An enzymatic method for converting tryptic peptides into their intermediates for the azide method of peptide synthesis was investigated by using model substrates, Bz-Arg, Bz-Gly-Arg, and Bz-Gly-Lys. The conditions favorite for the formation of the esters, hydrazides, and substituted hydrazides were deduced from the theoretical analysis on the pH and pK_a dependence of the synthetic reactions and the pK_a values of the substrates in various solvents. The theory based on the empirical relationship between the pK_a of amines and the formation constant of the amides (Fersht, A.R. & Requena, Y. (1971) J. Am. Chem. Soc . 93, 3499–3504) indicates that the most favorite amine in the formation of amides is the one with apka value equal to the pK_a of the carboxyl group and with such amines the amide formation takes place almost quantitatively even in aqueous solutions. Boc- and Cbz-hydrazine were found to satisfy the above condition approximately.
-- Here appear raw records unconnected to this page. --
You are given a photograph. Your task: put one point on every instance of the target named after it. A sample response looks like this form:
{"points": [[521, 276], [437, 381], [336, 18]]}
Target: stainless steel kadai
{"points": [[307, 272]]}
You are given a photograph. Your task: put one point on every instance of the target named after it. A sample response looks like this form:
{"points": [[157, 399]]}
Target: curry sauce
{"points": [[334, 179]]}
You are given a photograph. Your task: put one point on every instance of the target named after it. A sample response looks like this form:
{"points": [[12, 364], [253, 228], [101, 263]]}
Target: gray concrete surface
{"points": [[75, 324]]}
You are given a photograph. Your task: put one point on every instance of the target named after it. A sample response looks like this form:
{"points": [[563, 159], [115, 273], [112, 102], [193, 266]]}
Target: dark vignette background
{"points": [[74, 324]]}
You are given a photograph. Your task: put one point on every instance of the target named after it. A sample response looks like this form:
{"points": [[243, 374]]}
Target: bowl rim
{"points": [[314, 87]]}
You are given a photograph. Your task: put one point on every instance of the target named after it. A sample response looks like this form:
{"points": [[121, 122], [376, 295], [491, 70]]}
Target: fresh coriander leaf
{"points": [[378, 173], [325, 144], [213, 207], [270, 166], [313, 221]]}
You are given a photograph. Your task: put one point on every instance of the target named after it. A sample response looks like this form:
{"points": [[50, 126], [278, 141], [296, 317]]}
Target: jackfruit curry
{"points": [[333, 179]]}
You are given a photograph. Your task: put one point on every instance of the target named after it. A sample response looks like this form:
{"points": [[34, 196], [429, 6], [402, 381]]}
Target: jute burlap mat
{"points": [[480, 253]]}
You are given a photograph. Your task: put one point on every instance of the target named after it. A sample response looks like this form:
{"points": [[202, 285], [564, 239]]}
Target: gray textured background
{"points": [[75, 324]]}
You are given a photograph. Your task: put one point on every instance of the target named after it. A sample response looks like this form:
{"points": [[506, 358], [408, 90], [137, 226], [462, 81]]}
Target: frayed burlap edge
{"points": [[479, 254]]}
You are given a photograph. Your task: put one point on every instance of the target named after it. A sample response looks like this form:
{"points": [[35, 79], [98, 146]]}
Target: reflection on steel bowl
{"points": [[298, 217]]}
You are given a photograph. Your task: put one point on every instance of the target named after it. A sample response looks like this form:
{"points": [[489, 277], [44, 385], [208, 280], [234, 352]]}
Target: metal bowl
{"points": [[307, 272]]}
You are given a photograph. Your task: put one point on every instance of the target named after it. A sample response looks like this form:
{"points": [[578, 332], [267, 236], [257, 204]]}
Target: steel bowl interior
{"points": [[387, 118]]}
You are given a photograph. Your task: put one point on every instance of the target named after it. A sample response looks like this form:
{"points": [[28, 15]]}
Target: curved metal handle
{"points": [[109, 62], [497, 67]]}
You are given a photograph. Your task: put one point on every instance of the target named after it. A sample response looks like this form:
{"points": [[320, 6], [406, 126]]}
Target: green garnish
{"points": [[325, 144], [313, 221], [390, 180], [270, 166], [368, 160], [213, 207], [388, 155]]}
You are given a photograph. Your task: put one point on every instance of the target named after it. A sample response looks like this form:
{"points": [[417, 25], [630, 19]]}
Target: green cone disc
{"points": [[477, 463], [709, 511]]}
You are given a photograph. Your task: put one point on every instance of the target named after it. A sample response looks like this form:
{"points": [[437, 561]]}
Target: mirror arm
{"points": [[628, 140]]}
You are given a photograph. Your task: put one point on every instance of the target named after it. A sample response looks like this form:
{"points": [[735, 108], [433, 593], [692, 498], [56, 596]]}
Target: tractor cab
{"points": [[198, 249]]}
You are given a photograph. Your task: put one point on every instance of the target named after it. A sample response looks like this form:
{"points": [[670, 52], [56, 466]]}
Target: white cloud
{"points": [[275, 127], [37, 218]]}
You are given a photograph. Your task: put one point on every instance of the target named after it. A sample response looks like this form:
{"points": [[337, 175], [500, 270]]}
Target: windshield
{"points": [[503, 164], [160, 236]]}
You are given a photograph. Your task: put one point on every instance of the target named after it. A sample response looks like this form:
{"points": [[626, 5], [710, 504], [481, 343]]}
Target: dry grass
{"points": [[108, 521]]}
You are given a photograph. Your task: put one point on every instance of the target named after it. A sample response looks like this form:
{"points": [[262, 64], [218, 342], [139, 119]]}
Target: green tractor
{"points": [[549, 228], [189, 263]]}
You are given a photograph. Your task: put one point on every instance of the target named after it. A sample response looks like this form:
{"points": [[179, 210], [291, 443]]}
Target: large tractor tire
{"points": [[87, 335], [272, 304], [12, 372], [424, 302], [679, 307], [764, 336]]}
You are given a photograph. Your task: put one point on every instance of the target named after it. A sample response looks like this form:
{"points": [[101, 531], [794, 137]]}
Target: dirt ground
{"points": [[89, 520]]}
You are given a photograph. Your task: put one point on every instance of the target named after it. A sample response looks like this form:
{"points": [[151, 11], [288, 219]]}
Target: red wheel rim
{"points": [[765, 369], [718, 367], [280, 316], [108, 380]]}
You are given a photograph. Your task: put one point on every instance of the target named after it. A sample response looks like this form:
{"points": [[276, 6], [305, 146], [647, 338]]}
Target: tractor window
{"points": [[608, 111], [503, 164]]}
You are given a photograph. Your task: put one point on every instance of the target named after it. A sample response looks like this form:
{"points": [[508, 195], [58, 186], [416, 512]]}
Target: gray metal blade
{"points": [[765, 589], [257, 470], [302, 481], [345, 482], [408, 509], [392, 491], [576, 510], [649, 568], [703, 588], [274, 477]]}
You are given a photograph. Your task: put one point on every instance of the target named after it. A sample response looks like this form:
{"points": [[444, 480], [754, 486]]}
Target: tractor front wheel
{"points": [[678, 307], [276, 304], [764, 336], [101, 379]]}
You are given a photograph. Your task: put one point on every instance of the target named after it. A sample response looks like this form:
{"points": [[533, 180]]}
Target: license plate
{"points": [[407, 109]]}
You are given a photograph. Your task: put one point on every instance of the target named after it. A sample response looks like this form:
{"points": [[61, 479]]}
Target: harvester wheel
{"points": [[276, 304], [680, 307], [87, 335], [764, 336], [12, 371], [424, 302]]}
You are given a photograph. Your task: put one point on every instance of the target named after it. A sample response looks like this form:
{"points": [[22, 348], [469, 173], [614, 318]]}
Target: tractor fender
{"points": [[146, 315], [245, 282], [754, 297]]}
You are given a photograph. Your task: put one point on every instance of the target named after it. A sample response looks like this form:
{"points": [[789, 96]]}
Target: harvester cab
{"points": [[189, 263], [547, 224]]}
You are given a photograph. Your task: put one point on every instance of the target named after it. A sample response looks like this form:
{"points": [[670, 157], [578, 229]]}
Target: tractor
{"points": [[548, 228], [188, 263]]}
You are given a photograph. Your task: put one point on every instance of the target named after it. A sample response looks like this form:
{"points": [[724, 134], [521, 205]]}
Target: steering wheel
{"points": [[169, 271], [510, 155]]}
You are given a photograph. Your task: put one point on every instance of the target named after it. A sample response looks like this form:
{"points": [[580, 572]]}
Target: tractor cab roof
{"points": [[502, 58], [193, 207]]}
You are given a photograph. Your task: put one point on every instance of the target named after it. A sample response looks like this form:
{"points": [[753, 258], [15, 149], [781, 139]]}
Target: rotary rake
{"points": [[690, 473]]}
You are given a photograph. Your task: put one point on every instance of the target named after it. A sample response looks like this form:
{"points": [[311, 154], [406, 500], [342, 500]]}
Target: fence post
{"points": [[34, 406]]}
The methyl esters of the substrates were formed in 30–35% yields in 50% aqueous methanol at pH near 4.5 by the reverse reaction of trypsin [EC 3.4.4.4]. Bz-Gly-Arg-NHNH ₂ was formed in a 34% yield in 2 M aqueous hydrazine and in 70–80% yields in 50% aqueous solutions of dioxane, DMF, and DMSO containing 1 M hydrazine at pH near 7. Bz-Gly-Arg-NHNH-Boc and Bz-Gly-Lys-NHNH-Boc were formed quite readily in 90–98% yields in H, O and in 50% aqueous solutions of dioxane, DMF, and DMSO containing 0.5 or 1 M Boc hydrazine at pH from 4 to 5. The Cbz-hydrazides of the peptides were also formed readily in 88–95% yields in the above mixed solvents containing 0.5 M Cbz-hydrazine. The formation constants of the hydrazides in H ₂ O were in good agreement with those predicted by the empirical relationship. The formation constants in the form of log K _a in the mixed solvents calculated by taking the activity coefficients of the reactants as unity were 0.1 to 0.5 lower than the predicted values.